«Ogni cristiano che lascia il Paese è una “finestra” che si chiude». Il cardinale Mario Zenari, nunzio apostolico in Siria, racconta così lo strazio di un Paese e di una società dilaniati da anni di conflitto, dalla povertà, dalla violenza. «Per la società siriana – spiega – i cristiani, per la loro apertura, sono una finestra sul mondo. Molti musulmani sono dispiaciuti per la loro partenza». E le “finestre” chiuse, i cristiani costretti ad abbandonare la loro terra, ormai, sono tanti: loro sono «l’anello debole della catena, nella società siriana. Forse gli alauiti sono i più esposti di tutti ma hanno di che difendersi; i cristiani non hanno di che difendersi».
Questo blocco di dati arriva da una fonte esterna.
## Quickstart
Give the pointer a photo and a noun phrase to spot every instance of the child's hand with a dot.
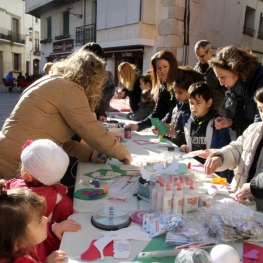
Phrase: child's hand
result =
(117, 136)
(56, 256)
(154, 130)
(119, 95)
(96, 156)
(134, 127)
(172, 132)
(65, 226)
(184, 148)
(205, 153)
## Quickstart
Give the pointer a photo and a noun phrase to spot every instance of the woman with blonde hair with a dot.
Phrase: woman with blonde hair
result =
(130, 79)
(164, 71)
(57, 106)
(240, 72)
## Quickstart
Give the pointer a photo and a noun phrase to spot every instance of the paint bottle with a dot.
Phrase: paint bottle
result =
(178, 200)
(159, 198)
(190, 201)
(167, 200)
(155, 190)
(127, 133)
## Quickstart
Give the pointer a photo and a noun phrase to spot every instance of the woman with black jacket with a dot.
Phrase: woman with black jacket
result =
(165, 71)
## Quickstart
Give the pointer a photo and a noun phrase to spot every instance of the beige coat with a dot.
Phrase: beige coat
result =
(240, 154)
(54, 109)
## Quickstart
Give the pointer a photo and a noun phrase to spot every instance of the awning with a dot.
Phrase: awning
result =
(59, 55)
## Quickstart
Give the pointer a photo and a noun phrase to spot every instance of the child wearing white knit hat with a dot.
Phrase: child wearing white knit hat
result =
(43, 165)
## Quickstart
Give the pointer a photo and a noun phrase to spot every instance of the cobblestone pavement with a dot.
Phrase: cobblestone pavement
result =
(7, 103)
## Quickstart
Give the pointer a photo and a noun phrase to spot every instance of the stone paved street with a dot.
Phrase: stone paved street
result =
(7, 103)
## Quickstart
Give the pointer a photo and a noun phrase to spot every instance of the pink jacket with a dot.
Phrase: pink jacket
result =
(39, 253)
(61, 210)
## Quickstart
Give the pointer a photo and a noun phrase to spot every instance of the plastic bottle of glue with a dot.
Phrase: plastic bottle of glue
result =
(167, 200)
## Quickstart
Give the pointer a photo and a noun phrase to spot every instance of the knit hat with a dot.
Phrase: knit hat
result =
(44, 160)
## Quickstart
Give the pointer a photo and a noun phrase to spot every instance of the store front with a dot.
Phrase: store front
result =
(133, 56)
(61, 49)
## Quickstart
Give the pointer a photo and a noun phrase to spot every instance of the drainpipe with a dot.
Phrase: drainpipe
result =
(31, 62)
(186, 32)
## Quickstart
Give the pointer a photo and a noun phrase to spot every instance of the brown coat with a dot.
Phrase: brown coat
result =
(54, 109)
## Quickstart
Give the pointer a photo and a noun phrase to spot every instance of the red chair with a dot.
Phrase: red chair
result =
(22, 84)
(9, 86)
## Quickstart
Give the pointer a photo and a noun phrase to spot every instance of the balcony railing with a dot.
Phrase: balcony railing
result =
(12, 36)
(248, 31)
(85, 34)
(36, 51)
(260, 35)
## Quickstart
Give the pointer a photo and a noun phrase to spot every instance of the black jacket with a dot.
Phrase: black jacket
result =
(165, 104)
(134, 95)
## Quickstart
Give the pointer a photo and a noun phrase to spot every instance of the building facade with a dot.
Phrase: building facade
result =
(135, 30)
(19, 40)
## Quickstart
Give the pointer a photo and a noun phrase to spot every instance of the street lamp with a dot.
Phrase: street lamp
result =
(69, 5)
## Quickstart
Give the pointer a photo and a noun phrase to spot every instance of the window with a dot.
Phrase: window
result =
(260, 29)
(249, 21)
(66, 23)
(17, 61)
(49, 27)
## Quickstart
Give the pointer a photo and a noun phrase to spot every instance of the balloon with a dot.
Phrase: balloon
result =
(224, 254)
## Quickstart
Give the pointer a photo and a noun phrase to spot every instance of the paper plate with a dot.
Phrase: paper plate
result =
(89, 194)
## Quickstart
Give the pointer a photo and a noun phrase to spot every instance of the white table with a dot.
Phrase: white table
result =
(77, 243)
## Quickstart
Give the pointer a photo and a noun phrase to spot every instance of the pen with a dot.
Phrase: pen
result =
(186, 245)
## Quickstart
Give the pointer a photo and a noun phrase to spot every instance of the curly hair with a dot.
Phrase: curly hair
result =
(240, 61)
(18, 208)
(85, 69)
(173, 73)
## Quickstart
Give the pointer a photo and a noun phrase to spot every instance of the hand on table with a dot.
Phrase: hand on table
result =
(127, 159)
(102, 118)
(184, 148)
(154, 130)
(119, 95)
(56, 257)
(222, 122)
(65, 226)
(117, 136)
(243, 193)
(211, 164)
(206, 153)
(172, 132)
(134, 127)
(96, 156)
Nella Capitale per fare il punto sul progetto “Ospedali aperti in Siria”, promosso con Fondazione Avsi per garantire anche ai più poveri l’accesso alle cure, il porporato, il porporato offre la sua testimonianza raccontando anzitutto la sofferenza che accomuna cristiani e musulmani – «è la stessa» -, anche se «il rischio maggiore è per i cristiani, la metà dei quali ha lasciato la Siria. Non si può negare loro la libertà di partire – aggiunge – ma se non vivi sotto le bombe, se lavori, allora restare è anche un tuo dovere verso lo Stato come cittadino e verso la tua fede da testimoniare nella vita». In Siria, oltretutto, «non c’è stata persecuzione in senso stretto. Anche a Raqqa – riferisce – è rimasta qualche famiglia cristiana. Ci sono tre parrocchie francescane sotto al Nusra, la cui vita non è facile. I 700 fedeli possono andare in chiesa per i riti ma hanno dovuto buttare giù le croci, coprire le statue».

Vescovi rapiti in Siria
Nella foto, i vescovi rapiti in Siria, Youhanna Ibrahim e Boulos al-Yaziji

Il pensiero corre, inevitabilmente, ai vescovi rapiti Yohanna Ibrahim e Bulos Yazigi, rispettivamente siriaco-ortodosso di Aleppo e greco-ortodosso della stessa città: al gesuita romano Paolo Dall’Oglio, sequestrato a Raqqa nell’estate 2013, e ad alcuni altri sacerdoti armeni. Con loro ci sono altri 20, forse 30mila sequestrati di cui non si sa più nulla. «Viviamo in un momento tragico – le parole del nunzio – ma ci sono tante gocce di carità, come i progetti di solidarietà finanziati dalla Chiesa cattolica (200 milioni di dollari nel solo 2016), che possono fare fiorire il deserto siriano». Su padre Paolo Dall’Oglio si sofferma anche la giornalista Maria Rosa Gianniti, inviata del Tg1. «Non si può parlare di Siria senza menzionare padre Paolo, fondatore della comunità monastica cattolico-siriaca Mar Musa, erede di una tradizione cenobitica ed eremitica risalente al VI secolo. Il suo amore per la Siria era enorme. Padre Paolo – prosegue Gianniti – è scomparso mentre si recava a Raqqa per parlare con i vertici dello Stato islamico. Di lui non si hanno più notizie da anni. Dall’inizio del conflitto ha sempre cercato di avvisare dei rischi di contagio di questa guerra non solo per i siriani ma per tutto il mondo, per tutta la comunità internazionale. E aveva ragione. Purtroppo non è stato ascoltato».